There was no significant difference in the median survival time between continuous treatment without replacement of drugs  and treatment with replacement of various drugs. Early euthanasia was performed and patients with very short treatment periods were included in Groups 1 and 3.
A significant increase in survival time was observed in group 2 (multi-drug) rather than group 1 (cyclosporine alone). Although no significant difference was identified, it was confirmed that the median survival time was long to short in the order of group 2 (multi-drug), group 4 (leflunomide and MMF), group 4 (CA alone), and group 1 (cyclosporine alone). In four dogs in group 1, the lowest therapeutic response was observed. Possible reasons for this result are as follows: 1) cyclosporine acts relatively late compared to other drugs, delaying the effect by 1–2 weeks or more; 2) cyclosporine has difficulty passing through the blood-brain barrier (BBB) and may be less effective if there is less inflammation around the blood vessels and BBB. Moreover, group 1 may have had acute neurogenic disorders, such as disseminated GME or acute NE, with a poor prognosis; 3) some drugs (such as phenobarbital) may have reduced the effectiveness of cyclosporine. These findings suggested that CA-based multi-drug therapy in dogs with MUE could be considered as first-line treatment because CA was more effective than cyclosporin, and the highest median survival time was in group 2, where multiple immunosuppressants were administered.

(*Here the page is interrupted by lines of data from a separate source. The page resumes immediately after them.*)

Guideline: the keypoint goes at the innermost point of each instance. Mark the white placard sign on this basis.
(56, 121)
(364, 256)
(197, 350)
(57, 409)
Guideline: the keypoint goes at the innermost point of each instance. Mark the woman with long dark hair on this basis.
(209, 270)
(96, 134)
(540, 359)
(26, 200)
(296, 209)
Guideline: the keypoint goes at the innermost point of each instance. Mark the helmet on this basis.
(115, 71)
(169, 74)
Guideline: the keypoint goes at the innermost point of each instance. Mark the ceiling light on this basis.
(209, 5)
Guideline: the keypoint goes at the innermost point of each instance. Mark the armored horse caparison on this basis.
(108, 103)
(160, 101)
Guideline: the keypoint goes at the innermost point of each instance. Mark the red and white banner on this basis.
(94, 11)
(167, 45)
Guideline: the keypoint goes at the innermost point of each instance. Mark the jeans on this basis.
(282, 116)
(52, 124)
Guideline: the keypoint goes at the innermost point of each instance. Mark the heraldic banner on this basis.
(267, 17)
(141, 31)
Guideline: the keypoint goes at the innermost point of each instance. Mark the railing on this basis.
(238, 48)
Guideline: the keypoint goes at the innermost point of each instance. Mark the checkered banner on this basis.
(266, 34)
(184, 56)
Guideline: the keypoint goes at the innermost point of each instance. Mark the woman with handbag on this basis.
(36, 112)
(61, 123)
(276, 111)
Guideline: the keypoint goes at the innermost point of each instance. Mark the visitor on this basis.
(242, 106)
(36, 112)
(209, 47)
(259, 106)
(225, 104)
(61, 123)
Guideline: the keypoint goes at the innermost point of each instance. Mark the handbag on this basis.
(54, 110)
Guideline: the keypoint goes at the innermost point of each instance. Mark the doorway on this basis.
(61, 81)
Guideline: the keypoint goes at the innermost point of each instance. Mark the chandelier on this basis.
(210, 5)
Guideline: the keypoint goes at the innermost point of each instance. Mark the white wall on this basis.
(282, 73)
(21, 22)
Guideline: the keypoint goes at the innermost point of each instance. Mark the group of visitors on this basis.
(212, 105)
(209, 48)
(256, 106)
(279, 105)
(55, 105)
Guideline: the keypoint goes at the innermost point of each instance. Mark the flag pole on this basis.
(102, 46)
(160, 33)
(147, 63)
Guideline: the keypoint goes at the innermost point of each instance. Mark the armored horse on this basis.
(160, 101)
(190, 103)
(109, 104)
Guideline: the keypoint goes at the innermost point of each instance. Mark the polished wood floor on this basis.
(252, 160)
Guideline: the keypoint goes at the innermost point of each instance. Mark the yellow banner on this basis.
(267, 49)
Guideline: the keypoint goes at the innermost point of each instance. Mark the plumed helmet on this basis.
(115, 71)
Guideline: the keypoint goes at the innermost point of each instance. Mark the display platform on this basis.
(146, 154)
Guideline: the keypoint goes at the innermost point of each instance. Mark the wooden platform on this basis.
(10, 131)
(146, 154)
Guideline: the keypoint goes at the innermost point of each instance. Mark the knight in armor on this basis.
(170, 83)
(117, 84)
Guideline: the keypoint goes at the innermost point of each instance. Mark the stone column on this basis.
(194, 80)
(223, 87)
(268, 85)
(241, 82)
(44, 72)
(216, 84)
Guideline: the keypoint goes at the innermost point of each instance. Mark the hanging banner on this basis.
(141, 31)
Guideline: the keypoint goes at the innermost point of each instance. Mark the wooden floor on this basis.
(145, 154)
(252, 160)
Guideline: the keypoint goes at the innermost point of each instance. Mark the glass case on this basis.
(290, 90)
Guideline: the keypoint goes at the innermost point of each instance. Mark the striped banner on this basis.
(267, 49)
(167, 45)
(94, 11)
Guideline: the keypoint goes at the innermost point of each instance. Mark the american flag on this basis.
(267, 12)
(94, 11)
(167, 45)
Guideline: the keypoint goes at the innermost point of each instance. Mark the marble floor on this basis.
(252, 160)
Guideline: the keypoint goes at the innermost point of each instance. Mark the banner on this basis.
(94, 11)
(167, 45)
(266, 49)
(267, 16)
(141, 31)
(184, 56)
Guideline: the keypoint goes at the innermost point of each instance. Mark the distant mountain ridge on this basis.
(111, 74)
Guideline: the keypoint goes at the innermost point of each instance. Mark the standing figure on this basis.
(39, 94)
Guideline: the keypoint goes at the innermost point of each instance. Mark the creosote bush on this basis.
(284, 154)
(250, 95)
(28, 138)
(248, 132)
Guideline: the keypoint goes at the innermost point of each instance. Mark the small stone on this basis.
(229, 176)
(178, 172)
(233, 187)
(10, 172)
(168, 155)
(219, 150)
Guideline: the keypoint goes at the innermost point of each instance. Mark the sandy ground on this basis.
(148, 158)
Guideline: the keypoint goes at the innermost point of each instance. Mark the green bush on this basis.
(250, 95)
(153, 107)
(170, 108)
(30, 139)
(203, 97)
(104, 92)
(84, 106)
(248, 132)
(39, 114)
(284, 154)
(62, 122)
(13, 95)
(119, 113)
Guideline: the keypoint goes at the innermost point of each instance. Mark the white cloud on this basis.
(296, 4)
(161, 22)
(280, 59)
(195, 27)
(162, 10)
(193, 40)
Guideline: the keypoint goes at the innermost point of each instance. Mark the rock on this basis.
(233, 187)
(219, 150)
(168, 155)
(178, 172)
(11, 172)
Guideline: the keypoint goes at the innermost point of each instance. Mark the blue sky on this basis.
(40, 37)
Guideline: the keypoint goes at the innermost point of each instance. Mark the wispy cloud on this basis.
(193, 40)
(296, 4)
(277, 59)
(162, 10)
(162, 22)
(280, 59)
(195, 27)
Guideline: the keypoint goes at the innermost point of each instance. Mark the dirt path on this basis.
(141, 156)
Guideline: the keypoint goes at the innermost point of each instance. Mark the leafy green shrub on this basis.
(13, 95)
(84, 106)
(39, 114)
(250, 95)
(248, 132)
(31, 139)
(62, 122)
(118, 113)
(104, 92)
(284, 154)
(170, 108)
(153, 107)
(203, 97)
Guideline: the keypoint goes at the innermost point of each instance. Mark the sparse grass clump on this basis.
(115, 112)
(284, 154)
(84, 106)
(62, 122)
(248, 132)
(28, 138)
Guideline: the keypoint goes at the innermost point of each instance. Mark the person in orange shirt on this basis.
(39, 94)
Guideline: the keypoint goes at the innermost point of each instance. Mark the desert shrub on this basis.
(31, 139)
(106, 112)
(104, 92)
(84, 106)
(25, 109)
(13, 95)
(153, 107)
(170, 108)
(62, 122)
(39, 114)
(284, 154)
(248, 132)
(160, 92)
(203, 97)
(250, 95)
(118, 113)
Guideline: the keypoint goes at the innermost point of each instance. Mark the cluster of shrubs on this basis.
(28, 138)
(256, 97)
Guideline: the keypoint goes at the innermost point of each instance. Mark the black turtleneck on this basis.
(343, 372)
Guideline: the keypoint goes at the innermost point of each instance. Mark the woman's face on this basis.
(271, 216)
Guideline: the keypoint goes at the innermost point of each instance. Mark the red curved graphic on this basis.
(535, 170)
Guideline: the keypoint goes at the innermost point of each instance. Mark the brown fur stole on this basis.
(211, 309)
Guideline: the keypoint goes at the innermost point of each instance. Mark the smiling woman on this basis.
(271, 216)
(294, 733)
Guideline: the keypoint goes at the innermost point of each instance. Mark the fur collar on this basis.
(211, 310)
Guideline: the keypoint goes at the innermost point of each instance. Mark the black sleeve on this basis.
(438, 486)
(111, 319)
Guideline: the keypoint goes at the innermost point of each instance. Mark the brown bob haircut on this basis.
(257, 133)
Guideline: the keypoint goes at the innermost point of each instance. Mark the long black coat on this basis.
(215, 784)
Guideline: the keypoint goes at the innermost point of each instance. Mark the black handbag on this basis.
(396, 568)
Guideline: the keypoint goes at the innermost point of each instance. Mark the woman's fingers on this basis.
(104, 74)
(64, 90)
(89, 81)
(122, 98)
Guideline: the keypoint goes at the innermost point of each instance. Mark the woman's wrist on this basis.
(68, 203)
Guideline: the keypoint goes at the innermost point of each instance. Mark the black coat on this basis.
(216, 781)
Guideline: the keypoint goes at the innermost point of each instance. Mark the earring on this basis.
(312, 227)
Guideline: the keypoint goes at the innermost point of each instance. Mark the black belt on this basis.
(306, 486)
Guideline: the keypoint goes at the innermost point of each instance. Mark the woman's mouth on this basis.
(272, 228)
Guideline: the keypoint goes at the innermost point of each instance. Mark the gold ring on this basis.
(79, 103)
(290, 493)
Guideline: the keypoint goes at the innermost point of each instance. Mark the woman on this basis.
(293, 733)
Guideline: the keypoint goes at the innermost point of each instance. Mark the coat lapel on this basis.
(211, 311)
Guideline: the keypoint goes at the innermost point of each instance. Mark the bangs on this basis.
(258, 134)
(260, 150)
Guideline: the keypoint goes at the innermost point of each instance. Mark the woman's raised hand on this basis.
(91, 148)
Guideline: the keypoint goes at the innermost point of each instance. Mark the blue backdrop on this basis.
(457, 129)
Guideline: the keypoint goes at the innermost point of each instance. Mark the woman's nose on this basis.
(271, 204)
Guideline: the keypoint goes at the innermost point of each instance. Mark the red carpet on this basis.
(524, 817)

In conclusion, abnormal MRI features were associated with poor prognosis in dogs with MUE. In addition, CA-based multi-drug therapy might be effective in dogs with MUE, and replacement with immunosuppressive drugs might be considered in MUE cases with drug resistance and adverse effects.
This study has some limitations owing to its retrospective design. First, the inclusion criteria were based on previously reported studies and the sample size was relatively small in the present study. Because of the lack of histopathology, the MUE subclass was not analyzed. It was difficult to accurately investigate the prognostic factors in dogs with MUE because the immunosuppressive drugs used in the treatment were different. Medical management was also tailored to individual needs; therefore, some dogs might have received additional medications such as anticonvulsant drugs, mannitol, furosemide, and antibiotics. In addition, MRI findings, results from the CSF analysis, and drug concentration were not analyzed repeatedly, and disease response and recurrence were not evaluated. If these are repeatedly analyzed and compared with objective indicators such as neurological examination and survival, it would be more helpful to evaluate the prognosis and clinical outcome in MUE.